Jeremy Radcliffe Anderson | |
Birth Date: | October 28, 1921 |
Birth Place: | Palo Alto, California, United States |
Death Place: | Greenbrae, California, United States |
Education: | San Mateo Junior College, California School of Fine Arts |
Occupation: | Visual artist, educator |
Known For: | Sculpture |
Movement: | Abstract art, Funk art |
Spouse: | Frances Webster Whitney (m. 1947–1982; his death) |
Children: | 3 |
Jeremy Radcliffe Anderson (October 10, 1921 – June 19, 1982), was an American artist and educator, known for his wood sculptures.[1] [2] He was an influential mid-century fine art figure in San Francisco, California;[3] and taught classes at San Francisco Art Institute.[4]
Jeremy Radcliffe Anderson was born in 1921 in Palo Alto, California.
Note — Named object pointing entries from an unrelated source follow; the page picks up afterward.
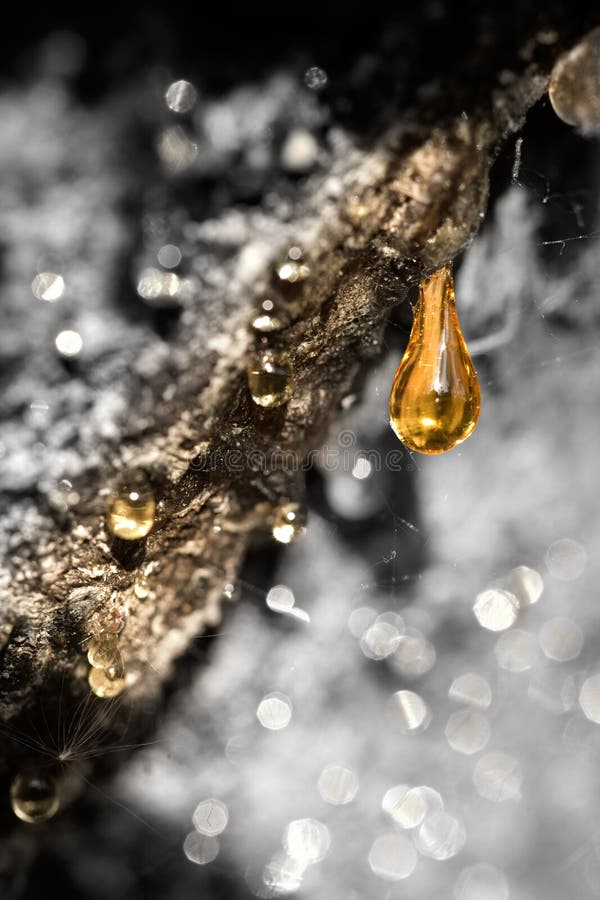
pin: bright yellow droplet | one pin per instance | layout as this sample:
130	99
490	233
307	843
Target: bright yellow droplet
34	798
131	506
103	686
435	399
289	523
103	653
141	587
270	378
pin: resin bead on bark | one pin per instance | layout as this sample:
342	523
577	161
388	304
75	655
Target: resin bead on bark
574	89
435	398
270	378
289	523
131	506
103	686
34	798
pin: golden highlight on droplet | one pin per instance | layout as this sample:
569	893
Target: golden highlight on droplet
34	798
131	506
270	379
103	686
289	523
435	399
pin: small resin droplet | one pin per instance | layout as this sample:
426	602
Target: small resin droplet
141	587
435	399
103	653
574	81
34	798
103	686
131	506
270	378
115	670
289	523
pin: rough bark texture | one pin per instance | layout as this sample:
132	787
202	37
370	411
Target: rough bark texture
384	214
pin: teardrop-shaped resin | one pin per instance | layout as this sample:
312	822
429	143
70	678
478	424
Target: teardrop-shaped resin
435	398
131	506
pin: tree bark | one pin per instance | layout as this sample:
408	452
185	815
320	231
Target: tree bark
387	211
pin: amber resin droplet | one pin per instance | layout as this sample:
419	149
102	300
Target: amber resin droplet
435	399
289	523
131	506
103	685
34	798
270	378
103	653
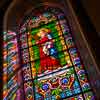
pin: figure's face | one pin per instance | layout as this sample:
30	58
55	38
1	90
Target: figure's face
42	33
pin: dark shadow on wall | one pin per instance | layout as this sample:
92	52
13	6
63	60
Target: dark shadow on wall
88	28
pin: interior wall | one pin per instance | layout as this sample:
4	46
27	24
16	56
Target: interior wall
92	8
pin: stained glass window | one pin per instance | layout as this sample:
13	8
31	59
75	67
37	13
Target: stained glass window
44	50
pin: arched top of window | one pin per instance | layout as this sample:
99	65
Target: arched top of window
41	16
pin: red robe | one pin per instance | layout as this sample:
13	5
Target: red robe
46	62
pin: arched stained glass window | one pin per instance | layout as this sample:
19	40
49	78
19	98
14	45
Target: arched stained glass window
50	63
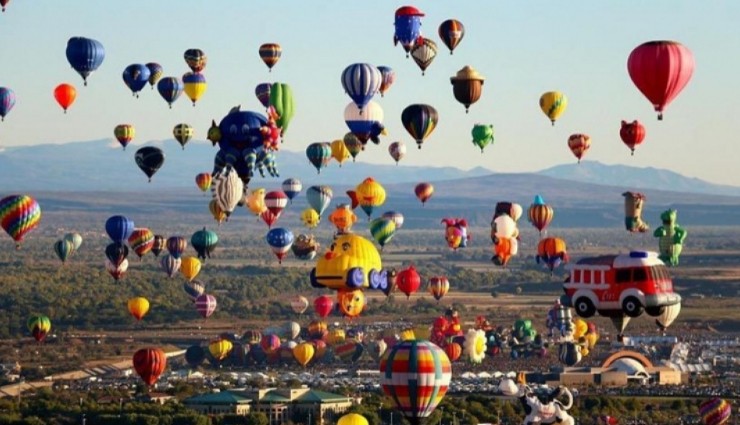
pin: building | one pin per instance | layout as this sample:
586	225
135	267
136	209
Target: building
278	404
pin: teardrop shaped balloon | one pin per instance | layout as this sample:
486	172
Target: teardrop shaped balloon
149	159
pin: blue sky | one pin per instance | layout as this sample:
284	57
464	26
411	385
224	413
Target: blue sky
522	48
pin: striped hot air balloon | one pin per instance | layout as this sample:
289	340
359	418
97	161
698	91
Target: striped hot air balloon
415	375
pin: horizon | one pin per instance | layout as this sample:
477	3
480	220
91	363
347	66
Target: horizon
586	61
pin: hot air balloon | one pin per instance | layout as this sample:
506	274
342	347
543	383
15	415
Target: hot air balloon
388	77
715	411
183	133
170	265
552	252
467	86
136	76
176	245
343	218
303	353
451	32
138	307
323	305
75	238
227	189
540	214
415	375
660	70
367	123
361	81
204	241
424	52
396	216
65	95
299	304
196	59
220	348
280	241
39	326
319	198
407	25
262	91
408	281
319	154
19	214
170	88
194	288
124	134
439	286
553	104
397	151
155	73
149	159
190	267
482	135
424	191
63	249
281	98
116	271
420	121
382	229
339	151
149	363
270	54
206	305
579	144
7	101
85	55
370	194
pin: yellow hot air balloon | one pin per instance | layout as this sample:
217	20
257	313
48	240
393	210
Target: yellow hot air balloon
352	419
303	353
220	348
370	194
339	151
256	201
138	307
310	218
553	104
190	267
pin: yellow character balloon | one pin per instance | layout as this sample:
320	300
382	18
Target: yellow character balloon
553	104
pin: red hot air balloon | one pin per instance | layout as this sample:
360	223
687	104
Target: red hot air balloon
632	134
323	305
408	281
660	70
149	363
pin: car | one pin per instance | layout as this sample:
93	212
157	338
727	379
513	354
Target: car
629	283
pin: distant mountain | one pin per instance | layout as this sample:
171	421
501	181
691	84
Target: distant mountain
104	165
636	178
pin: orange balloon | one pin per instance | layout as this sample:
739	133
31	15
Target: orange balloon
65	94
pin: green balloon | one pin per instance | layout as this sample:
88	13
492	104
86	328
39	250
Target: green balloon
482	135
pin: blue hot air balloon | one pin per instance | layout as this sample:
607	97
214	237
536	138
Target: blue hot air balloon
361	81
7	101
170	88
85	55
280	240
408	27
119	228
136	76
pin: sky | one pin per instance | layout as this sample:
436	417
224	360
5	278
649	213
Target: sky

His father Frederick "Fritz" C. Anderson (1889–1963) was a professor of Romance languages at Stanford University.[5] [6] [7] Anderson graduated from Palo Alto High School.[8] He continued his studied at San Mateo Junior College (now College of San Mateo). Anderson served in the United States Navy aboard the USS Gillis in the Aleutian Islands, during World War II.
In 1947, Anderson married Frances Webster Whitney, from Ross, California and Inverness, California.[9] [10] They had three children.
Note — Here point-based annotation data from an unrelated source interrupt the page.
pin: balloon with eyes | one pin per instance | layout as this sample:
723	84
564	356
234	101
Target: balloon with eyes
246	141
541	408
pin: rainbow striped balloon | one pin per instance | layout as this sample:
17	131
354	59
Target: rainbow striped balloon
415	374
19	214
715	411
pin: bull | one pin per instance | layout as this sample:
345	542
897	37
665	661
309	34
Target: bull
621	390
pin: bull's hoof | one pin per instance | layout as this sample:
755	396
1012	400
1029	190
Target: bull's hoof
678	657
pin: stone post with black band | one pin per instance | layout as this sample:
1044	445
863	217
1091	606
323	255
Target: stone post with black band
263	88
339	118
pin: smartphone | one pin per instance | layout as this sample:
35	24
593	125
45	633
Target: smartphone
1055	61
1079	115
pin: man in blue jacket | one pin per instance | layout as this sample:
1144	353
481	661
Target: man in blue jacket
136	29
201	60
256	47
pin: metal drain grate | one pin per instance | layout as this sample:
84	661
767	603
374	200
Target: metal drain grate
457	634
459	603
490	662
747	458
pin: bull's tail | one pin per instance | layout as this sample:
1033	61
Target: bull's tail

Anderson graduated from the California School of Fine Arts (later known as San Francisco Art Institute), and studied under Robert Boardman Howard. He was awarded the Rosenberg Traveling Fellowship in 1950, and traveled to France for a year.[11]
In his early career Anderson made abstract sculpture;[12] and in his later career his work started to have figures and humor, possibly a nod to funk art. Anderson was a semi-finalist for public art in the Golden Gateway Project in Marin County in 1961, winning a cash prize.[13]
Anderson taught at San Francisco Art Institute (SFAI). One of his students at SFAI was Louise David Lieber.[14] He was visiting faculty at the University of California, Davis (UC Davis) in 1975.[15]
Anderson was a member of the Marin Society of Artists, and participated in their group exhibitions.[16] [17] He had a retrospective exhibition in 1967 at the San Francisco Museum of Art (now the San Francisco Museum of Modern Art);[18] and solo exhibitions at Braunstein/Quay Gallery (October 1970, and December 1978) in San Francisco.[19] [20]
After struggling with cancer, he died on June 19, 1982, at the age of 60 at Marin General Hospital in Greenbrae, California.
His work is included in museum collections, including at the University Art Museum at the University of California, Berkeley;[21] [22] the Pasadena Museum of Modern Art (now Norton Simon Museum, from the Betty and Monte Factor Family Collection),[23] the San Francisco Museum of Modern Art,[24] the Whitney Museum of Art,[25] and the Smithsonian American Art Museum.